Tüm bunlar olurken CHP ekonomi kurmayı Yalçın Karatepe’yi hâlihazırda emekçi halk düşmanı kemer sıkma politikalarının yürütücüsü olan Hazine ve Maliye Bakanı Mehmet Şimşek’in yanına gönderdi. Tam dört buçuk saat konuştular. Bu kadar uzun ne konuştunuz diye sorulunca da Mülkiye mezunu olduklarını hatırlatarak okul hatıralarını konuştuklarını söylediler. Tabii sermayenin saldırı programını halka dayatmak için aramızdaki işbölümü ve koordinasyonu konuştuk diyecek halleri yoktu. Mehmet Şimşek çıkıp “Sayın Karatepe’ye sizin seçimler öncesinde Millet İttifakı olarak ilan ettiğiniz ekonomi programını uyguladığımı söyledim o da bundan duyduğu memnuniyeti ifade etti” demeyecekti elbette. Ya da Yalçın Karatepe çıkıp “Sayın Şimşek’e sonuçta biz ana muhalefet partisiyiz, son yerel seçimlerden de birinci parti çıktık, milletin ekonomik sıkıntılarını dile getirmezsek olmaz, biz bu talepleri dile getiririz gerektiğinde eylem de miting de yaparız dedim ama biz bunları yapıp gaz almazsak maazallah sosyal patlamayı engelleyemeyiz diye de kendisine güvence verdim” diye konuşmayacaktı şüphesiz.

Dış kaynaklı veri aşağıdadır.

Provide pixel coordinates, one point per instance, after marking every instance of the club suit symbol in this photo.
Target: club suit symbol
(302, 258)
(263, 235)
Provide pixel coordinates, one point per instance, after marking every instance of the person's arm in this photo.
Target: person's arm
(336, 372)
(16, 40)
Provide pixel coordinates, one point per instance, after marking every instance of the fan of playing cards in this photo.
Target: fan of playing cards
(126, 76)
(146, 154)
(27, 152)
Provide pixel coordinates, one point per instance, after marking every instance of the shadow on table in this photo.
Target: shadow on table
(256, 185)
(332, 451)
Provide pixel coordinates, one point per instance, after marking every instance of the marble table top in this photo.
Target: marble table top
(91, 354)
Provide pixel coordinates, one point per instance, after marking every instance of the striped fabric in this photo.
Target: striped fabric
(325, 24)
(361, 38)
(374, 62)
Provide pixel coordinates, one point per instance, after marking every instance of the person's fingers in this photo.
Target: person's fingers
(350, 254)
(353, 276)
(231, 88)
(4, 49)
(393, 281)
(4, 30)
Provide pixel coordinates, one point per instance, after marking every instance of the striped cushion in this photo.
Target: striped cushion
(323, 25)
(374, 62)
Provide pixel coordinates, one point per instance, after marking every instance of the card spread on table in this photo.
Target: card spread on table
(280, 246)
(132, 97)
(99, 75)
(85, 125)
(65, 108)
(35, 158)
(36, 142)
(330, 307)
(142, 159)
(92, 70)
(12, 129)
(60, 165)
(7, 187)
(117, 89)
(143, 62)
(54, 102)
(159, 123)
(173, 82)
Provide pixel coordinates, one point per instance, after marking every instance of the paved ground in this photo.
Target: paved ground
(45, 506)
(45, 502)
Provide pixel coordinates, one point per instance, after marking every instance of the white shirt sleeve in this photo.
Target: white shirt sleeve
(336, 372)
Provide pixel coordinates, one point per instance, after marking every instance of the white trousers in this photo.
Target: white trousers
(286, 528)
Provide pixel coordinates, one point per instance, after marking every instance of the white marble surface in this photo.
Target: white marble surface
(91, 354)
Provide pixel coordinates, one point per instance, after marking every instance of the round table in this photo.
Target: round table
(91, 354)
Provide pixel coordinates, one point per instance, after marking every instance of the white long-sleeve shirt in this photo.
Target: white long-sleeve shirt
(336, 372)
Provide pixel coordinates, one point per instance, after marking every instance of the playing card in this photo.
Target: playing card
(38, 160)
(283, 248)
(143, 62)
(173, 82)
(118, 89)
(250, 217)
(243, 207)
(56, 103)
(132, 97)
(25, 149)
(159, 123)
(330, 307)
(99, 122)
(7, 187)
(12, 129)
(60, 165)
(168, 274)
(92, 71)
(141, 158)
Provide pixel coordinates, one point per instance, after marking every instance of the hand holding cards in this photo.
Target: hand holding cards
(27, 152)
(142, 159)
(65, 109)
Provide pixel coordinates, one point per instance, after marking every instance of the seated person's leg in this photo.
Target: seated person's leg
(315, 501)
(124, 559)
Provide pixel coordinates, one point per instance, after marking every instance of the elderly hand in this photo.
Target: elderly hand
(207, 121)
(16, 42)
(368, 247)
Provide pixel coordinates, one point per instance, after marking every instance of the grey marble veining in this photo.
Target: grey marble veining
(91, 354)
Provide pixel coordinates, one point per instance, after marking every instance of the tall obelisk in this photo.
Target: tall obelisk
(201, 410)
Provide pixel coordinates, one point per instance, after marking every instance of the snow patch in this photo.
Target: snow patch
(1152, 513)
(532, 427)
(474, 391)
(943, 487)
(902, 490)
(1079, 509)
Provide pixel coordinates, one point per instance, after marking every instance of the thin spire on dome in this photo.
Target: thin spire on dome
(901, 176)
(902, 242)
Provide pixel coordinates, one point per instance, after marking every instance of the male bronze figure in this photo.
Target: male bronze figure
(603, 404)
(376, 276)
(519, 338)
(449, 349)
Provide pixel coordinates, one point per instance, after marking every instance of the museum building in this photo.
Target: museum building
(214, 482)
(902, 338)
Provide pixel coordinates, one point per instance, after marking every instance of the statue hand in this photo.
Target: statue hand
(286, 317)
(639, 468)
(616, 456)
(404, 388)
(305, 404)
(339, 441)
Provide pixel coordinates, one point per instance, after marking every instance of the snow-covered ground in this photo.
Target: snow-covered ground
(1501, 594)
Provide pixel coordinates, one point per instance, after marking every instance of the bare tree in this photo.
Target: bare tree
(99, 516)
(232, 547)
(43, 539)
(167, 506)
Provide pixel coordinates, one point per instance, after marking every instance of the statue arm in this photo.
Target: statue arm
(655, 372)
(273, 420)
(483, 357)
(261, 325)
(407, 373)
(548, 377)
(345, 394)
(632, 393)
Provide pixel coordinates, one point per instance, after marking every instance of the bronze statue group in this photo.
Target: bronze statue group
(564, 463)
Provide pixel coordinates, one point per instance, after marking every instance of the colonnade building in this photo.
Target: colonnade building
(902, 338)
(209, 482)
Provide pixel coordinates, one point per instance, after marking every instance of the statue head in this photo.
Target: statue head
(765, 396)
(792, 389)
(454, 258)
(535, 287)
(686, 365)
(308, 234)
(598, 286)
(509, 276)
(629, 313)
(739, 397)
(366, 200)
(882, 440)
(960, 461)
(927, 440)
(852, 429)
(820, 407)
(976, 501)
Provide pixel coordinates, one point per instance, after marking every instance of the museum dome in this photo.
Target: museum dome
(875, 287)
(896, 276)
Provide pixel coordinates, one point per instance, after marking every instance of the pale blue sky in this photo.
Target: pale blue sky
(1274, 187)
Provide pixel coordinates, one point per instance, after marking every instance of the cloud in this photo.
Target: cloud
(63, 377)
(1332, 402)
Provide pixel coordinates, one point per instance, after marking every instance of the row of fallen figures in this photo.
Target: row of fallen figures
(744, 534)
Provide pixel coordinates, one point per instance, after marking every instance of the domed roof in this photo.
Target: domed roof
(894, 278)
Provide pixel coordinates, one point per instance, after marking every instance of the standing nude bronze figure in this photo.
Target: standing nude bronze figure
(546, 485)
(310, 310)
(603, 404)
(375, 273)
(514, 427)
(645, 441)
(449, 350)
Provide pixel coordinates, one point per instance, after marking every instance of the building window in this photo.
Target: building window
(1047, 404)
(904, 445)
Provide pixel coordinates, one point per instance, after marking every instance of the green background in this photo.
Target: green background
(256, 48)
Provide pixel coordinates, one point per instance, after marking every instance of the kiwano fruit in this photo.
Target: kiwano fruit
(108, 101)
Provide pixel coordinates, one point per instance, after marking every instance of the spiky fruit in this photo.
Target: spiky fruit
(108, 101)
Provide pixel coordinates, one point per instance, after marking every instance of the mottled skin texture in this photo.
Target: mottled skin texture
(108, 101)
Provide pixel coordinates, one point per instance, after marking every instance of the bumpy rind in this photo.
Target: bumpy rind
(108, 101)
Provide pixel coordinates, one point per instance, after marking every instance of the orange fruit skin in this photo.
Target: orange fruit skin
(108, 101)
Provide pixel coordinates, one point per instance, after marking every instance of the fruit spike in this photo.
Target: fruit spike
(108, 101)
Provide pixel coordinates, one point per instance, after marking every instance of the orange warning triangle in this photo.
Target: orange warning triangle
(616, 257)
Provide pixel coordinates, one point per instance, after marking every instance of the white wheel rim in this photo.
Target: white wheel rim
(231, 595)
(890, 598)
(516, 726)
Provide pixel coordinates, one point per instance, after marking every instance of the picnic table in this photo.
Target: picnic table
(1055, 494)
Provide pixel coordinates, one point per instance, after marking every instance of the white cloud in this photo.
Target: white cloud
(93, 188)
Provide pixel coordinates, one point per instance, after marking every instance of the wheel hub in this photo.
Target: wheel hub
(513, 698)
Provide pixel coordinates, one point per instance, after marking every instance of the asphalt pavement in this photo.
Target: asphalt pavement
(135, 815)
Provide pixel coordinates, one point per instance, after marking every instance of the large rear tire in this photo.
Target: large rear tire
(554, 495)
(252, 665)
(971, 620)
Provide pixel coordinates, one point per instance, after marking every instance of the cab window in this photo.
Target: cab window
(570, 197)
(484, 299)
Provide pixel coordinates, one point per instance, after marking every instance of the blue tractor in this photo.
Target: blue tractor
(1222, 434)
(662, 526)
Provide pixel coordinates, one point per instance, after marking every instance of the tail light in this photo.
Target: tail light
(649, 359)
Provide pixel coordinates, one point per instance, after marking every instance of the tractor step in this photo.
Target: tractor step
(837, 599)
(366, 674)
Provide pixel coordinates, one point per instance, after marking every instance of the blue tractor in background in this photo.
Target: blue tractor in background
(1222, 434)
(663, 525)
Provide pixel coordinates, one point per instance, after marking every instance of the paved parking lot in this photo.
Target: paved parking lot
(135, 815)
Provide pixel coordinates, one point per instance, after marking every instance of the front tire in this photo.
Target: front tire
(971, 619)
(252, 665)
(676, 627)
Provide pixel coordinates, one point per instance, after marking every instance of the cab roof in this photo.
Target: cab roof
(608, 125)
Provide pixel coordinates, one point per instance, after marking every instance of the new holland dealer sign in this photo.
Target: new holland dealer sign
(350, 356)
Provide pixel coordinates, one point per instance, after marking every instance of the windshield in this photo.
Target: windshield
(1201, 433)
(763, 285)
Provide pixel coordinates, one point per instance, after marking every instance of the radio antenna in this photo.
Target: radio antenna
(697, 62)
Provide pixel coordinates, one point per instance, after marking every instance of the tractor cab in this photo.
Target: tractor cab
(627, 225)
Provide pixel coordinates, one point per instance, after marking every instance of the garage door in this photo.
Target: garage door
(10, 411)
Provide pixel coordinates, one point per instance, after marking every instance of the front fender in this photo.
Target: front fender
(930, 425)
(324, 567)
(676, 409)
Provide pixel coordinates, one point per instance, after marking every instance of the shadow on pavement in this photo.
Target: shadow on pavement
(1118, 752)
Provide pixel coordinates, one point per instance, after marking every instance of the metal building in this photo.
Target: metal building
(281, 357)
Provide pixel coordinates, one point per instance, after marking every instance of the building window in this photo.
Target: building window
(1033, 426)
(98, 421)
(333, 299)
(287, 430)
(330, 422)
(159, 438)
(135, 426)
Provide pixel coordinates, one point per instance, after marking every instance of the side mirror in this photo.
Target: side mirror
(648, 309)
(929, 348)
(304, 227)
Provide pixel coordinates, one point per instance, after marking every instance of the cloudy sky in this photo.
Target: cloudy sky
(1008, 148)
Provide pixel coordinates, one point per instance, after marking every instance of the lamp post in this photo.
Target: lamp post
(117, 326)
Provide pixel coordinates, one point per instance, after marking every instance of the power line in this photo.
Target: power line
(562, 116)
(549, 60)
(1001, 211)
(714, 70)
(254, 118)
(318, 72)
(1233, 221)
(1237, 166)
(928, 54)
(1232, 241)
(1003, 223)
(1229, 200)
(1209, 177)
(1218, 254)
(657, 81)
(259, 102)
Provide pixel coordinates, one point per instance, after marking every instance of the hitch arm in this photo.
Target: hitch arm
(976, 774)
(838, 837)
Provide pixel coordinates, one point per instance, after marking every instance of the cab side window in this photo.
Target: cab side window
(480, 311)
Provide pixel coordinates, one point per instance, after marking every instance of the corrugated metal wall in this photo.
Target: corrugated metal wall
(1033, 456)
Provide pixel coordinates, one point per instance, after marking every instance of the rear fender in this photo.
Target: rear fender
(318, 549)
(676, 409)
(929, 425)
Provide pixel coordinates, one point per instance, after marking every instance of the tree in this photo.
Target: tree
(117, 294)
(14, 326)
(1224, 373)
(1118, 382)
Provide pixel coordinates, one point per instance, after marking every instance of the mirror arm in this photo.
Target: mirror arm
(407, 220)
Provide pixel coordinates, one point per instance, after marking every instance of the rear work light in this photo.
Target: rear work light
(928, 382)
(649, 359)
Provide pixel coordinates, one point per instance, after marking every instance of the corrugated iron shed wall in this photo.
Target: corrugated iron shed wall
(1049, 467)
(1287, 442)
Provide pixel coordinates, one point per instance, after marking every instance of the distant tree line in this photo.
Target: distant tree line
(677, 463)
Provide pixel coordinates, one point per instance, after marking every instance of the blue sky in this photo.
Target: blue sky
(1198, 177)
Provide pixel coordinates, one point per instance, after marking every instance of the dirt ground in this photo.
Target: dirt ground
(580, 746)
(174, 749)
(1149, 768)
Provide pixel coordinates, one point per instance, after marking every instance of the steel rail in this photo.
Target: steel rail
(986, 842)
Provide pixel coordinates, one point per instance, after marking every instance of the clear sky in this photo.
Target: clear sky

CHP emekçi halkın sözcüsü değil sermayenin partisidir! Sınıfının çıkarlarını korumaktadır!

Ama biz bu görüşmenin ardından yaşanan gelişmelerden sonuçları çıkarabiliyoruz. CHP’nin yaptığı gölge boksu muhalefetinden cesaret alan Mehmet Şimşek’in kemerleri daha da sıkmaya başlamasından her şeyi görebiliyoruz. CHP, emekçi halkın sözcüsü değil, sermayenin partisidir. Her zaman olduğu gibi sermayeye hizmet etmekte ve bu hizmetin parçası olarak şu anda sermaye adına ülkeyi yöneten Erdoğan’a ve Mehmet Şimşek’e alan açmaktadır. İşçinin, emekçinin, emeklinin, öğretmenin, çiftçinin sorunlarının çözümü düzen siyasetinden bağımsız şekilde birleşmekte, örgütlenmekte ve mücadele etmektedir.

Bu yazı Gerçek gazetesinin Temmuz 2024 tarihli 178. sayısında yayınlanmıştır.